Former Toronto Maclean-Hunter headquarters to be redeveloped into North America’s “tallest architectural heritage retention”

UNITED story caoption
Toronto’s Deputy Mayor Michael Thompson, Davpart president/CEO David Hofstedter and Baker Real Estate President Barbara Lawlor wield sledge hammers to knock down an 8’ faux wall. Photo Credit: Arthur Mola

Ontario Construction News staff writer

The former Maclean Publishing Company/Maclean-Hunter Building at 481 University Ave. in Toronto is being converted into a 52 storey mixed use development.

The developers say the project will be the tallest architectural heritage retention in North America.

General contractor EllisDon is building the structure branded as the UNITED BUILDING for Davpart Inc.

The project’s design team includes B+H Architects as prime consultant and design architects; heritage consultants ERA Architects Inc. and Tomas Pearce Interior Design Consulting Inc.

A spokesperson for the developer declined comment about the project’s construction value.

Commercial and retail organizations will occupy the first 10 floors with new residences above the historic structure.

united building

“From 1910 to the 1980s, 481 was the location of Maclean Publishing and later Maclean-Hunter with several buildings added to become one of the most recognized structures on University Avenue,” Davpart president and CEO David Hofstedter said in a statement.

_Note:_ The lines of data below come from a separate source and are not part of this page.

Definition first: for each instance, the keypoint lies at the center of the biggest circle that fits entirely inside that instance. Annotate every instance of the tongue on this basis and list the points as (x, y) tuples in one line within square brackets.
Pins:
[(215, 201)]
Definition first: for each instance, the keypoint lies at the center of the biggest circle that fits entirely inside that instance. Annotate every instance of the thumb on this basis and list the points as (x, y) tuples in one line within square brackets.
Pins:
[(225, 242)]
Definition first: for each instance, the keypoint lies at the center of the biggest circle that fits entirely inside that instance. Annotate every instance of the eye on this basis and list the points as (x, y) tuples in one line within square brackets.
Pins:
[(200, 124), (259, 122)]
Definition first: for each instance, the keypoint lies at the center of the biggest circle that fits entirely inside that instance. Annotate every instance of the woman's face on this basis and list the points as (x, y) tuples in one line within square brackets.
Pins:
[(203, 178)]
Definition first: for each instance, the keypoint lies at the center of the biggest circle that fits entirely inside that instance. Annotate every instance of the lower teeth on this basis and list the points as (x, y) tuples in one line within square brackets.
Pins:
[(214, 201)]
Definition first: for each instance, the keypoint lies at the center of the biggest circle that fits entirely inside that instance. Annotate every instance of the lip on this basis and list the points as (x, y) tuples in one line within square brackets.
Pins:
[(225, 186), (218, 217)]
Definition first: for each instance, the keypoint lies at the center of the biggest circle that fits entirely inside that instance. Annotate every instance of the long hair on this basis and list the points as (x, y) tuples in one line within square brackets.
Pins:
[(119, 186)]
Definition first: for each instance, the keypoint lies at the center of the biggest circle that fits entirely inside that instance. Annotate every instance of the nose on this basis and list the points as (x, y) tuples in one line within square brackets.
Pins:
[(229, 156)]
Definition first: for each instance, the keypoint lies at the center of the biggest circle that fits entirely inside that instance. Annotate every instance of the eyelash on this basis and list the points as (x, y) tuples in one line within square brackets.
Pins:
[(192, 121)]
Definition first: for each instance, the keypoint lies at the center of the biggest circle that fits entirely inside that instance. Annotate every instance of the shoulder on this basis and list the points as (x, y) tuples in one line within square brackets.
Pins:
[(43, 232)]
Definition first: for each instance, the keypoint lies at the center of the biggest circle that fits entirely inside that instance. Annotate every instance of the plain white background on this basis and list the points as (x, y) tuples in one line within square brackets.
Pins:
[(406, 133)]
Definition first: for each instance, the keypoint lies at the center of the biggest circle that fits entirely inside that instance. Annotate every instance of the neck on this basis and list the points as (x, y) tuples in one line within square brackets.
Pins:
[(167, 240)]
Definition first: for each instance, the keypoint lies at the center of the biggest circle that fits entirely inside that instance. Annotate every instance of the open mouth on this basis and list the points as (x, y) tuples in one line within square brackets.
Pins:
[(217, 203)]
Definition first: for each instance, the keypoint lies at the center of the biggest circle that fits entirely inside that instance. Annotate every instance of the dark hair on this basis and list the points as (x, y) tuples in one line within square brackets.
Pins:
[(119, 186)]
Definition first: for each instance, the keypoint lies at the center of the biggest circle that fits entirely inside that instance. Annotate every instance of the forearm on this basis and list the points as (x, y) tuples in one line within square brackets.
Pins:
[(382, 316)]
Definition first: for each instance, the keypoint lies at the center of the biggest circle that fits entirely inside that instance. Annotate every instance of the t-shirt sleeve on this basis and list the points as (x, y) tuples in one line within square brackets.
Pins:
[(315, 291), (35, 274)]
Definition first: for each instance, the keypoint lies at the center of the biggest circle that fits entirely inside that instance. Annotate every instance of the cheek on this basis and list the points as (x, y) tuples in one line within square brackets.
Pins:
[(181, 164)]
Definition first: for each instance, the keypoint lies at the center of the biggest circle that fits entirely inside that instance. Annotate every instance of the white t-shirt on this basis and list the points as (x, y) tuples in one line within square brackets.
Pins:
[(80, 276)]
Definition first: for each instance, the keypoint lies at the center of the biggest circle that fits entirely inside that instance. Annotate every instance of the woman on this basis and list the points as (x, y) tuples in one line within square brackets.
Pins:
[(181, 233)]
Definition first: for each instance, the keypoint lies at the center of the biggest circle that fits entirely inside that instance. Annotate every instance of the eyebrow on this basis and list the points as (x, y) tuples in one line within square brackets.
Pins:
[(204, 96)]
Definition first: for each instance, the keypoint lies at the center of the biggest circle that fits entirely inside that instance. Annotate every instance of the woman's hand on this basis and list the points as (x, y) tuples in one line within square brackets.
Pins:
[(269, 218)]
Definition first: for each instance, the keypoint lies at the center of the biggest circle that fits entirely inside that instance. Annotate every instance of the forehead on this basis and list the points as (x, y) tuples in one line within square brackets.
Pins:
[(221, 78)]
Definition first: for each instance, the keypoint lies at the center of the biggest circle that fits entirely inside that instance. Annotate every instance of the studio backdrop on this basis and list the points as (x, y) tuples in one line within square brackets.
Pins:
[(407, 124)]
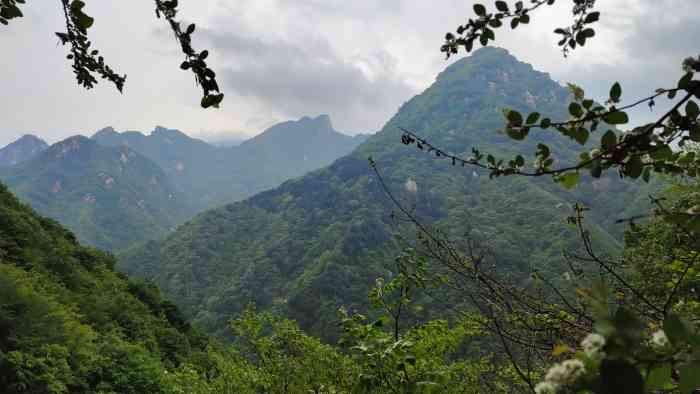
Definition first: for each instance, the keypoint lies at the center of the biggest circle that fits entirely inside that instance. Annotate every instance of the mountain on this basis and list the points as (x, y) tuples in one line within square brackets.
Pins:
[(318, 242), (110, 197), (70, 324), (21, 150), (210, 175)]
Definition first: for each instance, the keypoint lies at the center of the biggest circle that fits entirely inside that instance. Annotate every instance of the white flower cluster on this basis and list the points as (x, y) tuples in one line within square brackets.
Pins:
[(593, 346), (560, 375), (659, 339)]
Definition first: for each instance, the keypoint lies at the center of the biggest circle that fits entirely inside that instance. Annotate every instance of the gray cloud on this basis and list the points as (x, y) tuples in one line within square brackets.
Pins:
[(298, 78), (280, 59)]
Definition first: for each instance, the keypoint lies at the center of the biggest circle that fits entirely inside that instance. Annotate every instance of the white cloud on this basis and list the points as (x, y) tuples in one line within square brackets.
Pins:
[(281, 59)]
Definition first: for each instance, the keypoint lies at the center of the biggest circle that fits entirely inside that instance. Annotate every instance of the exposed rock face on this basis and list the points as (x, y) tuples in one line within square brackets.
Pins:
[(110, 197), (21, 150)]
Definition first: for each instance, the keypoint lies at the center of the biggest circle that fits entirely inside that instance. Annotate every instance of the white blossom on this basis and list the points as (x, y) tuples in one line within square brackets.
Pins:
[(574, 369), (659, 339), (566, 372), (593, 346), (546, 388), (556, 374)]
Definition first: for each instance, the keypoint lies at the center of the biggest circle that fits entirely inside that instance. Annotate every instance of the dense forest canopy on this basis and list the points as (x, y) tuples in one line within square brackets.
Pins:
[(454, 267)]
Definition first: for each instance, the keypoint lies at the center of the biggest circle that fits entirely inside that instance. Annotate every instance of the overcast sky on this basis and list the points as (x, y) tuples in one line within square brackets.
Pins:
[(357, 61)]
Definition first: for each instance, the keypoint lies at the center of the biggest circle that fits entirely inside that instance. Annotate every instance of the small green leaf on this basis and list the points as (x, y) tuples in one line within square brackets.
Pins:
[(546, 122), (684, 82), (533, 117), (575, 110), (519, 161), (690, 377), (569, 180), (634, 167), (619, 376), (615, 92), (609, 140), (581, 135), (695, 133), (617, 117), (515, 118), (663, 152), (692, 110)]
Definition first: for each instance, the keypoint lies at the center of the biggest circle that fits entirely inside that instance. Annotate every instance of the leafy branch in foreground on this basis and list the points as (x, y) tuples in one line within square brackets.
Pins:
[(604, 307), (205, 77), (87, 62), (9, 9), (482, 27), (637, 153)]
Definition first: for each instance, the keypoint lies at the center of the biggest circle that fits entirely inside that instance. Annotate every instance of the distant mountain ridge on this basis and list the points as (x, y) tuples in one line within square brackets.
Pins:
[(22, 150), (211, 175), (111, 197), (318, 242), (117, 189)]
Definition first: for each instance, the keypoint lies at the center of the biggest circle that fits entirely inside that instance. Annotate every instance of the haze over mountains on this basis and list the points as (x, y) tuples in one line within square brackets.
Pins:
[(117, 189), (318, 242), (21, 150), (209, 175)]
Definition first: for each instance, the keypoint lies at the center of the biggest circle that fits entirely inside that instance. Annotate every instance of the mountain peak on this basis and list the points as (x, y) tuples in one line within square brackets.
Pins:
[(486, 59), (105, 133), (25, 148), (320, 122), (166, 132)]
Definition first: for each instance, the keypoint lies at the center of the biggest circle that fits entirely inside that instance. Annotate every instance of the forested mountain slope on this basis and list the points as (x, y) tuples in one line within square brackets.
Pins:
[(110, 197), (318, 242), (21, 150), (208, 175), (70, 324)]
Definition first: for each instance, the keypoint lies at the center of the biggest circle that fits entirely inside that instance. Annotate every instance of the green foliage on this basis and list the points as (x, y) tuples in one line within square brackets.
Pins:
[(10, 9), (632, 348), (208, 176), (69, 323), (21, 150), (483, 26), (110, 197), (319, 242)]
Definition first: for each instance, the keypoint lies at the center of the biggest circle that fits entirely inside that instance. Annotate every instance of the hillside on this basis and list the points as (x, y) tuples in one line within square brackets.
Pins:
[(210, 175), (21, 150), (70, 324), (110, 197), (318, 242)]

During the 20th century, Maclean-Hunter grew to become the largest Canadian publisher of trade journals and the home to flagship Maclean’s Magazine, Chatelaine and the Financial Post newspaper.

“The existing structure is an example of a commercial building from the interwar era and is the result of many bold design influences, from Beaux-Arts to Modern Classical,” Hofstedter said. “While restoring the exterior, we will complete the interior to the highest standard of contemporary office and retail available today, so their current uses can continued.”

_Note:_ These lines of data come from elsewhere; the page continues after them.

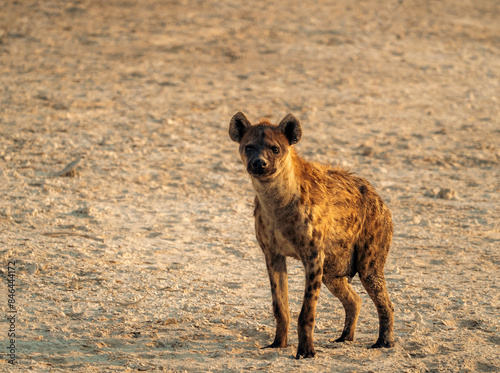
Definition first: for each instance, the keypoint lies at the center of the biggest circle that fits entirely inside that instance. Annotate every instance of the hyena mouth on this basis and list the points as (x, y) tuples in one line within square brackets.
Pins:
[(260, 173)]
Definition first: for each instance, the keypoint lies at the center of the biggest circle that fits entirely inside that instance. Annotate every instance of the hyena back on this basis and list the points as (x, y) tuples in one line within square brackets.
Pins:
[(331, 220)]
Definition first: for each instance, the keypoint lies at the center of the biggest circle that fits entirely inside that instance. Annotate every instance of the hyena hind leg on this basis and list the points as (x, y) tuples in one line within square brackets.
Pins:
[(374, 283)]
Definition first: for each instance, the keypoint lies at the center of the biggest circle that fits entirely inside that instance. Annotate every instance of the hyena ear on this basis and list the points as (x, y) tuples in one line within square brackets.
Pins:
[(290, 127), (238, 126)]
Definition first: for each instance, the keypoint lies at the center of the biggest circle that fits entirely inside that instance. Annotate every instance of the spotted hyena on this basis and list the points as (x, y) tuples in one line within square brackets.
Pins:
[(332, 221)]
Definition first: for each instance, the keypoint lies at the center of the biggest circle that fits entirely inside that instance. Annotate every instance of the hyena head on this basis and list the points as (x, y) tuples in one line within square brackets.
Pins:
[(264, 148)]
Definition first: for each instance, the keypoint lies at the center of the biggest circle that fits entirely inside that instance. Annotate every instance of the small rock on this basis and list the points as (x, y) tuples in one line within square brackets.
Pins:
[(447, 194)]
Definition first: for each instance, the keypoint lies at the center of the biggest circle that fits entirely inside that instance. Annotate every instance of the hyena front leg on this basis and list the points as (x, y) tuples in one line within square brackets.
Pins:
[(276, 268), (314, 274)]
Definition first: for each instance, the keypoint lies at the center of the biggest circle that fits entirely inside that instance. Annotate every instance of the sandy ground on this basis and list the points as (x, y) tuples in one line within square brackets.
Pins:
[(143, 257)]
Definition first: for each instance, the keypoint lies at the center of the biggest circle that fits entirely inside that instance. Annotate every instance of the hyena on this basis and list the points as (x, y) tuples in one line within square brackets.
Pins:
[(332, 221)]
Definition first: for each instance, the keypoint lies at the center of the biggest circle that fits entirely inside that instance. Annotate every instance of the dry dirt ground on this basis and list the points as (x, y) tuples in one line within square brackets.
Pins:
[(142, 256)]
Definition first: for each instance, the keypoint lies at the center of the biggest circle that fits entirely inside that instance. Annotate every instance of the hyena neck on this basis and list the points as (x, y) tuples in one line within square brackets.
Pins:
[(280, 194)]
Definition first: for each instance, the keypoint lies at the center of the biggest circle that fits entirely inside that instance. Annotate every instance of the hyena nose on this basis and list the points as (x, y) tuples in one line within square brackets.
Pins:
[(259, 164)]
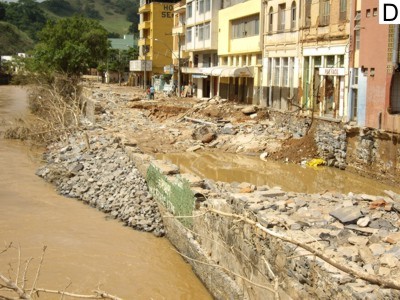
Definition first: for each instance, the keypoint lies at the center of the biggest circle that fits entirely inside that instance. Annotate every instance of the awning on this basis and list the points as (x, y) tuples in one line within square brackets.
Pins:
[(188, 70), (228, 71)]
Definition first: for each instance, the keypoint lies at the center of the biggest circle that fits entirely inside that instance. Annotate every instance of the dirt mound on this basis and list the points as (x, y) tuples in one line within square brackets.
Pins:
[(297, 150)]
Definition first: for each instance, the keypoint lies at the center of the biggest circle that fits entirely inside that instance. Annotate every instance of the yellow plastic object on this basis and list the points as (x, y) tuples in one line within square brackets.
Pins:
[(316, 162)]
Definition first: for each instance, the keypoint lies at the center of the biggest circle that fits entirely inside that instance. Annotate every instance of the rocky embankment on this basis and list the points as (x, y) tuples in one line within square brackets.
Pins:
[(103, 177)]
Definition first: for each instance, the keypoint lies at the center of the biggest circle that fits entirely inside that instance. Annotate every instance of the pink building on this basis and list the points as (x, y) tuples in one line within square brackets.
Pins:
[(377, 61)]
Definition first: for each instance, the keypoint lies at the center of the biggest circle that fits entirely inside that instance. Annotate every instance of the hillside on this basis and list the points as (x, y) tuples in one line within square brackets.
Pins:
[(13, 40), (115, 15)]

“The UNITED is a realization of our vision,” he said. “It’s a massive undertaking which started within the context of preserving and restoring the existing building. The complexities are enormous and it has taken lots of teamwork and patience to make it happen.”

united building interior

B+H Architects principal Mark Berest said: “The design of this building draws from the energy of its location at the intersection of the city’s primary cultural, institutional and retail anchors as well as its preserved architectural cultural heritage. It is a tribute to Toronto’s cosmopolitan character and considers a new convergence of live, work, and play.”

“Our heritage work includes retaining, restoring and enhancing two large and significant buildings. The first is a noteworthy 1930s collegiate gothic building by Toronto architect Murry Brown, designed with New York’s Schultze & Weaver.”

ERA Architects principal Graeme Stewart said: “The second, designed by Marani & Morris architects is a midcentury example of modern stone office towers that contribute to the distinctive character of University Avenue.”

The UNITED includes 31,392 sq. ft. of retail space at ground level; 182,457 sq. ft. of commercial office space from floors 2-9 and 709 residences which begin from floors 10-52. The front door to 481 University leads to the offices and retail; the residential condominium entrance will be at 88 Centre Avenue, offering direct access to the TTC’s St. Patrick Station from inside the building.

“481 has an iconic a grand presence on University Avenue from Dundas Street to Centre Avenue, is designated under the Ontario Heritage Act and listed on the City of Toronto Inventory of Heritage Properties,” Hofstedter said.